Selon une étude britannique réalisée par CV Library, l’utilisation de l’intelligence artificielle (IA) dans le secteur du recrutement est en plein essor, mais suscite de vives interrogations. Quatre recruteurs sur cinq déclarent recourir à des outils d’IA à un moment donné du processus, principalement pour rédiger les fiches de poste ou planifier des entretiens. Cependant, une part significative d’entre eux exprime des réserves quant à l’efficacité réelle de ces outils pour identifier et sélectionner les meilleurs candidats.
Les résultats de l’enquête, menée auprès de 500 professionnels, montrent que 63 % des recruteurs considèrent l’IA comme utile pour la rédaction des descriptions de poste, et 38 % l’utilisent également pour organiser les entretiens. Néanmoins, lorsque l’on s’intéresse à la phase de sélection, le scepticisme est palpable. Un tiers des sondés affirme que des candidats très qualifiés sont souvent écartés en raison d’un déficit d’intuition humaine dans le traitement automatisé des candidatures. Plus alarmant encore, 27 % pensent que des profils solides sont éliminés avant même d’avoir passé un entretien, ce qui soulève la question de la fiabilité et de la justesse des algorithmes employés.

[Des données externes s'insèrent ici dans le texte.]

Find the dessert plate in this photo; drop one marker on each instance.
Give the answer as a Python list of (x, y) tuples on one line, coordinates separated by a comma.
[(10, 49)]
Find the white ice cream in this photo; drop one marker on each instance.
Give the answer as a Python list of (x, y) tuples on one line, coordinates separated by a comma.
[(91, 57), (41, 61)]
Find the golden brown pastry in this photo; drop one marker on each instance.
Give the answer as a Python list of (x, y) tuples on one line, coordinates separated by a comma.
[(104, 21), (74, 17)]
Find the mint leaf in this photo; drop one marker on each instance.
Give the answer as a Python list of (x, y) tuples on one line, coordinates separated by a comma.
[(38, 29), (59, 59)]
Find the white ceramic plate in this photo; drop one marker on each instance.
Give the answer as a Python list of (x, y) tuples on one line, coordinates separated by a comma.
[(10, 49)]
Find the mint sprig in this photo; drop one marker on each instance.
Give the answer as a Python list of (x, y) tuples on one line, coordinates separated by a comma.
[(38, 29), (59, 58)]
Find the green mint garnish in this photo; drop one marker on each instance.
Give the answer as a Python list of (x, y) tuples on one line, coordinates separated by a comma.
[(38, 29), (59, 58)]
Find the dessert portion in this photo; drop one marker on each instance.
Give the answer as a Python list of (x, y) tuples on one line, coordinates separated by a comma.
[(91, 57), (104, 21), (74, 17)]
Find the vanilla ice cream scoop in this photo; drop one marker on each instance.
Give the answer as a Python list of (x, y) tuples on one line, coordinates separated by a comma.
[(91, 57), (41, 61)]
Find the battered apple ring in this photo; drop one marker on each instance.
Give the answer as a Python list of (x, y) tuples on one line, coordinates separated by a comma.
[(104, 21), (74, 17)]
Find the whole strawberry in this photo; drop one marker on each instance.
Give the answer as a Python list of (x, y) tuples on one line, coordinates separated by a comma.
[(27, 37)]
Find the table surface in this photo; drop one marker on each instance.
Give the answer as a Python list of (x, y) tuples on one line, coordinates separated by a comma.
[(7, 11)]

“Passer un entretien avec un robot conversationnel m’a profondément déstabilisé : aucun retour, aucune interaction humaine, impossible de savoir comment on est perçu. On a l’impression d’être mis de côté, et avec si peu de communication, tous nos efforts risquent d’être complètement ignorés.”
La tendance à recourir à l’IA va jusqu’à proposer des entretiens entièrement automatisés, ce qui fait tanguer la confiance des candidats. Certains témoignages, comme celui d’un barman interviewé par CV Library, illustrent cette frustration : l’absence d’échange humain lors d’un entretien avec un robot laisse un sentiment de déconnexion et d’injustice. Selon Lee Biggins, le fondateur de CV Library, il est crucial de garder un équilibre, en utilisant l’IA pour automatiser les tâches répétitives, mais en conservant la touche humaine dans la prise de décision, car chaque candidat est unique et mérite une évaluation faite avec intuition et discernement.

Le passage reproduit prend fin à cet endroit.